Faced with higher taxes, higher income earners will invest their earnings in such manners so that they cannot be taxed. Unfortunately, investing the earnings in
such manners also means they cannot be liquidated without penalty and thus used to pay for jobs and services which fuel economic growth quickly from the bottom-up. These income tax hikes will ultimately put a drag on Hawaii’s economic recovery and economic diversification efforts post the pandemic.

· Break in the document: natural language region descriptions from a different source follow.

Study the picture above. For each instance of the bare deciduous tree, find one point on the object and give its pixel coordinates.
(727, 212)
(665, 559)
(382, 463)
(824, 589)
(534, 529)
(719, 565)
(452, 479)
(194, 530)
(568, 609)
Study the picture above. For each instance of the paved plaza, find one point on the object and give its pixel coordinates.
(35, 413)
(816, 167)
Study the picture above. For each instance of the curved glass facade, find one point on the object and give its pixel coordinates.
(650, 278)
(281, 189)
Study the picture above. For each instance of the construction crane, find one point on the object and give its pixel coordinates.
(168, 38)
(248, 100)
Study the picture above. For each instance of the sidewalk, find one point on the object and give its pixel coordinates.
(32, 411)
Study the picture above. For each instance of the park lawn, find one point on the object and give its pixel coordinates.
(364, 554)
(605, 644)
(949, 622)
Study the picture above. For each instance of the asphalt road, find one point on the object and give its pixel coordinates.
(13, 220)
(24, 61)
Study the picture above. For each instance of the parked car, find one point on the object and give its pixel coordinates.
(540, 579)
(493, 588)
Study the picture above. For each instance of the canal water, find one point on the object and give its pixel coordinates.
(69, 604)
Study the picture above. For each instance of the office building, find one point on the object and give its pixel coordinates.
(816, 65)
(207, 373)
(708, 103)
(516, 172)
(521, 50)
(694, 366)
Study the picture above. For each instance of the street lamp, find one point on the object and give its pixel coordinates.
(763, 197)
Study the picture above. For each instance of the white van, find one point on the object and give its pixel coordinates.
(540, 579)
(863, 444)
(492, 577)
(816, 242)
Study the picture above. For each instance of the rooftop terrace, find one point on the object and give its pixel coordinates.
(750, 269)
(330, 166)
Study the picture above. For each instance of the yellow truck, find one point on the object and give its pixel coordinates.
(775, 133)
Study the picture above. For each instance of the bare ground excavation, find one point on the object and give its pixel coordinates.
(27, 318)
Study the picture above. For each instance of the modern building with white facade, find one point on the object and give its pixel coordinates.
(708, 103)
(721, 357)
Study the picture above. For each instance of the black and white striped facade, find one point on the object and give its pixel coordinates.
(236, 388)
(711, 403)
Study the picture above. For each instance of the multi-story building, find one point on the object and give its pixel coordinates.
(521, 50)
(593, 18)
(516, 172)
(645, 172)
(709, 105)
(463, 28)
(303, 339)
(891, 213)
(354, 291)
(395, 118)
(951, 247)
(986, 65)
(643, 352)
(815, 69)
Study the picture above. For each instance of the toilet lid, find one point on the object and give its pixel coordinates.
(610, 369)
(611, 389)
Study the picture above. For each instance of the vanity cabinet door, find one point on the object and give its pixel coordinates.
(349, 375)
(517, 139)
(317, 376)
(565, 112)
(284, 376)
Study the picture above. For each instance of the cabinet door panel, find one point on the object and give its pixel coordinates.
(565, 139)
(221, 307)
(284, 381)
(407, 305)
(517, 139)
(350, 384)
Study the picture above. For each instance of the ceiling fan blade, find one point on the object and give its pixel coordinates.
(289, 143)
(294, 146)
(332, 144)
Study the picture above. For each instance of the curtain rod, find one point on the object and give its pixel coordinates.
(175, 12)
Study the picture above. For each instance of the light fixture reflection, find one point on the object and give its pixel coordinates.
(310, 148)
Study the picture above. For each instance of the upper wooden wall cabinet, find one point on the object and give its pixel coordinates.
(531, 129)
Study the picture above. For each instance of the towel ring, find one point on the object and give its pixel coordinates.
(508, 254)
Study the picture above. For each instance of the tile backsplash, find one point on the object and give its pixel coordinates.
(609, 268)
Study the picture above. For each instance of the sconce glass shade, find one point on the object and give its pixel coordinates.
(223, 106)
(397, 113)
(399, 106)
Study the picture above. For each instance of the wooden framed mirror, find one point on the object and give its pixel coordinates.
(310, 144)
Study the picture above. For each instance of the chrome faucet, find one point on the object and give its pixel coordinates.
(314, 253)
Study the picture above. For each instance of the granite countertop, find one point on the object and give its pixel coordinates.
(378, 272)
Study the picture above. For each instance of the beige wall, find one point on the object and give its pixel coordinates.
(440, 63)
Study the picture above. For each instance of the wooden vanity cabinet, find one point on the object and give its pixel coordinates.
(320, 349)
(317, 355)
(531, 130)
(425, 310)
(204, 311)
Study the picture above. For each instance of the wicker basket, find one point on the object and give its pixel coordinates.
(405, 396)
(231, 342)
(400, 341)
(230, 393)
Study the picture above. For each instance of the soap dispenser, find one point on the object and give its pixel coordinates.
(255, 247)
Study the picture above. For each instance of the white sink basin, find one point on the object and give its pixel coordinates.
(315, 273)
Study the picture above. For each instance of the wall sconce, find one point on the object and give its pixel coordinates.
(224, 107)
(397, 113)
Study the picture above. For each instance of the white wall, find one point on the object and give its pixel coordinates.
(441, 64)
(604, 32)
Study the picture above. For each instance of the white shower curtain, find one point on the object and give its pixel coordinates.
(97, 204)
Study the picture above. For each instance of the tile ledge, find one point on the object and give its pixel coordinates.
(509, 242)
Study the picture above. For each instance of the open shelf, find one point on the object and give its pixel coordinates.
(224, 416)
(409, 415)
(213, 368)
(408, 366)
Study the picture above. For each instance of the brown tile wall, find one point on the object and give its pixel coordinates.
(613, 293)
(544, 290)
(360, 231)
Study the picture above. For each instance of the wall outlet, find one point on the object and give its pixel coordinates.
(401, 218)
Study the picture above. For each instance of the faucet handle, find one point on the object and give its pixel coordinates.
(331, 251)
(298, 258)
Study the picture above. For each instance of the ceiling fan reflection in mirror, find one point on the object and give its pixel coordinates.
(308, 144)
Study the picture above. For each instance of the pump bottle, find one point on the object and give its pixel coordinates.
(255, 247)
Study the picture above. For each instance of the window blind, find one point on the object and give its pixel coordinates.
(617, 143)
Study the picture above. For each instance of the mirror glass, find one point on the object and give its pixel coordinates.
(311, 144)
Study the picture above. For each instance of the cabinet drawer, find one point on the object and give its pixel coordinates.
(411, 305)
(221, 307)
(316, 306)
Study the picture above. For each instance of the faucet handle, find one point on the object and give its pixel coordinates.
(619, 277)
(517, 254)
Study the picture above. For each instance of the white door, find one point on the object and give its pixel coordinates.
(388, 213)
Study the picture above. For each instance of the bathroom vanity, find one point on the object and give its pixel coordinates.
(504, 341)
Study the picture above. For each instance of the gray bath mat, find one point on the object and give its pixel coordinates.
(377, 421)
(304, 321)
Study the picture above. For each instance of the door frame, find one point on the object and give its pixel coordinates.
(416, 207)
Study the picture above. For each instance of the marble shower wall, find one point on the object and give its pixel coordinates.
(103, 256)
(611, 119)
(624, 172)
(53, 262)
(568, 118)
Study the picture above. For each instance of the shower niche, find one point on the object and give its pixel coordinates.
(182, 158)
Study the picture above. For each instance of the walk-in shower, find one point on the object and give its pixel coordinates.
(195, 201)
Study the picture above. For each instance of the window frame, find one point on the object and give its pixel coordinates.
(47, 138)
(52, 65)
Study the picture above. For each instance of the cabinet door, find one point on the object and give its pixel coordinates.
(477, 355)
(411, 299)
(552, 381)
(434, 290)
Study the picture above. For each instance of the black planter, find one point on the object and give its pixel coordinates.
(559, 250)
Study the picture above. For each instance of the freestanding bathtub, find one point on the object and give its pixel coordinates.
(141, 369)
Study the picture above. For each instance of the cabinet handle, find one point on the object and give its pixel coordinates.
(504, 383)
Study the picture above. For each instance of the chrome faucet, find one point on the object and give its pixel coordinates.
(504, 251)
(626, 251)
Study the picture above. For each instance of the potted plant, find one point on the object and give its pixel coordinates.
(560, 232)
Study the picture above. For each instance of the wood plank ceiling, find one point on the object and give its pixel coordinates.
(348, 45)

We still do not know the full transformative effects on business and family life post the pandemic. We already know that regardless, 40 percent of the jobs today, will not exist in 10 years. What we do not know yet is how many Hawaii residents will continue to work remotely or how many Hawaii families will homeschool or provide their own after-school child care services. Hawaii residents have been forced to make do without the services for a year already. Faced with higher taxes, why not continue pandemic coping strategies and save money? Pandemic induced business and family transformations will likely lead to less need for government provided services. Lack of participation for these services will eventually lead to their earmarks as government cost-cutting targets. Government workers are going to lose their jobs post-the-pandemic. To make up for the increased taxes, small business owners will raise
prices for the goods and services that they offer in order to account for the higher taxes that they will pay. I

n 2019, in Hawaii before the pandemic, the purchasing power of $1 dollar stood at .84 cents. This was the lowest purchasing power of $1 dollar anywhere in the Union. This tax hike together with rising gas prices after the pandemic will make the purchasing power of $1 dollar in Hawaii go further down. All Hawaii residents, expect maybe our politicians and their political financiers, are going to get poorer because of this tax hike. This tax hike is quite simply the worst idea. It will drain adverse effects down throughout all of Hawaii’s income tax brackets. It will be felt by all Hawaii residents, except the most elite amongst us.

It is the wrong thing to do at the wrong possible time. It is an experimental cure doomed to fail from the very beginning. In addition, the $1.9 trillion dollar stimulus only adds mere weeks to Hawaii’s terminal fiscally liable illness. Only deregulation, privatization, economic diversification, and additional revenue streams such a lotteries, casinos, and legalized cannabis will permanently cure this fiscally dying state.